Data from patients randomised to liraglutide or placebo, in addition to standard of care, in Liraglutide Effect and Action in Diabetes: Evaluation of Cardiovascular Outcome Results (LEADER) (NCT01179048) were analysed post hoc. Cox regression, with myocardial infarction as a time-dependent covariate, was used to analyse time from randomisation to a composite of cardiovascular death or hospitalisation for heart failure.

RESULTS

Patients who experienced myocardial infarction had a sevenfold higher risk of the composite endpoint (with myocardial infarction: n = 148, 25.0%; without myocardial infarction: n = 716, 8.2%; hazard ratio: 7.0; 95% confidence interval: 5.8, 8.4).

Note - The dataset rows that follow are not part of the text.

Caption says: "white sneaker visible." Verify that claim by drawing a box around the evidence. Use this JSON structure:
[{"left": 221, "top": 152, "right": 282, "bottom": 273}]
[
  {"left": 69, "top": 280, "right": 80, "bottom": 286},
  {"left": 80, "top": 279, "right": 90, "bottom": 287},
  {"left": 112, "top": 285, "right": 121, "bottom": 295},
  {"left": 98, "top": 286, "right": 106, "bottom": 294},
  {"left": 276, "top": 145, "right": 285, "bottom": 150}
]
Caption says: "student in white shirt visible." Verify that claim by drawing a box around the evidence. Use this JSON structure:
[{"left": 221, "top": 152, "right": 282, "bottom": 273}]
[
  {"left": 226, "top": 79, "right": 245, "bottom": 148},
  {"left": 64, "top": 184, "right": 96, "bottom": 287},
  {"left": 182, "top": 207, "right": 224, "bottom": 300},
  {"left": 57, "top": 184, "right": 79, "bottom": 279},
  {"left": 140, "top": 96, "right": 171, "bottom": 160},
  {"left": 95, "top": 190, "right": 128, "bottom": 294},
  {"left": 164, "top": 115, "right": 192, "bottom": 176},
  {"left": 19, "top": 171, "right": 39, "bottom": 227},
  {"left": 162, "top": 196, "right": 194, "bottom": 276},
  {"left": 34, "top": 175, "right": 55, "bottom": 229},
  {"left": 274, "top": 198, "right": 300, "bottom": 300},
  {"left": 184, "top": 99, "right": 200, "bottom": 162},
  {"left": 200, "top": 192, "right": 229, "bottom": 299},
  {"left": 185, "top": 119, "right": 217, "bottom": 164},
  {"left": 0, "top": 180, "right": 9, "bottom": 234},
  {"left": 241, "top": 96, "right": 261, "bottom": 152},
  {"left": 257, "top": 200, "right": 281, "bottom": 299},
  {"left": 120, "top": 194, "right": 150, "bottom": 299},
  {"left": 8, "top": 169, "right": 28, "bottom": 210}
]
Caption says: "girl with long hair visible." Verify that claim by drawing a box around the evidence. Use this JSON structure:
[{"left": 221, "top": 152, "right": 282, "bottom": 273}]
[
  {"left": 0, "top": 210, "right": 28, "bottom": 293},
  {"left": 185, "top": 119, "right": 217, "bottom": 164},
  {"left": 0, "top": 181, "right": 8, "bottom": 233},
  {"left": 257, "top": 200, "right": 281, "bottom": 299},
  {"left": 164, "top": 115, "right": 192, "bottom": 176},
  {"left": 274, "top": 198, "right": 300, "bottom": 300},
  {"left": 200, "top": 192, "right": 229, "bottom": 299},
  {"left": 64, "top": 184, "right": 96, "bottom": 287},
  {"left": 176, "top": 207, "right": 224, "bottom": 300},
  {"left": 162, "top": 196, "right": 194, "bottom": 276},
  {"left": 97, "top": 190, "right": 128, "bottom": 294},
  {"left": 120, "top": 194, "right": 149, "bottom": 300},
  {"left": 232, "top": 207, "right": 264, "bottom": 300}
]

The risk of the composite endpoint after myocardial infarction was not significantly lower in the liraglutide group ( n = 63, 23.0%) compared with placebo ( n = 85, 26.7%; hazard ratio: 0.91; 95% confidence interval: 0.66, 1.26).

CONCLUSION

The data demonstrated that having myocardial infarction significantly increased the risk of subsequent cardiovascular death or hospitalisation for heart failure. However, we did not find evidence for a reduced risk in these cardiovascular outcomes following myocardial infarction in patients treated with liraglutide versus placebo.